Not understanding, she said sullenly, “Maybe you wish to choose this one.”

Instead of denying that, I said, “Lovaila, if you keep the king and kill him, who is going to bring you a gift in one hundred years?”

She straightened. “A gift?”

“A gift,” I repeated. “You see, killing one of us would kill us both because of our pesky bond. It would also end the Saltblood line, as we have no heir. Which means the wards could go unfed forevermore, and your next lot of visitors might be weapon-wielding foreigners.”

“These bonds.” Her thin upper lip peeled back. “Such a grotesque curse.”

“Truly,” I drawled.

Her sly smile said she knew I’d meant it. “What will you bring me?”

“Do you know what a surprise is?”

She nodded eagerly, then flicked water at my father’s face when he groaned. “But I can have him?” Looking back at me, she nearly took my father’s eye out with a claw as she pointed at him. “If I give your king back and allow you to leave, you will not try to take him?”

“If you agree not to kill him, we will leave without him.”

She hummed. “Perhaps your king did not lie completely, and you do not care much for this one.”

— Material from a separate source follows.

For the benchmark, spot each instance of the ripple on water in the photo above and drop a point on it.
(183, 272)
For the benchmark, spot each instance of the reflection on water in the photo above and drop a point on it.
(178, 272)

“I don’t, but he’s bonded to my mother, and I do care about her.” I dared to walk closer to the lagoon. “So if my mother dies, I will know it was because you failed to keep your word, and when I return to this isle, it won’t be with a gift.”

Lovaila’s eyes narrowed to slits, and I wondered if she was trying to imagine what I could bring with me to destroy her.

Or if she was imagining killing me.

Just when I thought she’d snarl at me for threatening her, she asked, “What if you are bred in the next century, and you die before returning to this ward?”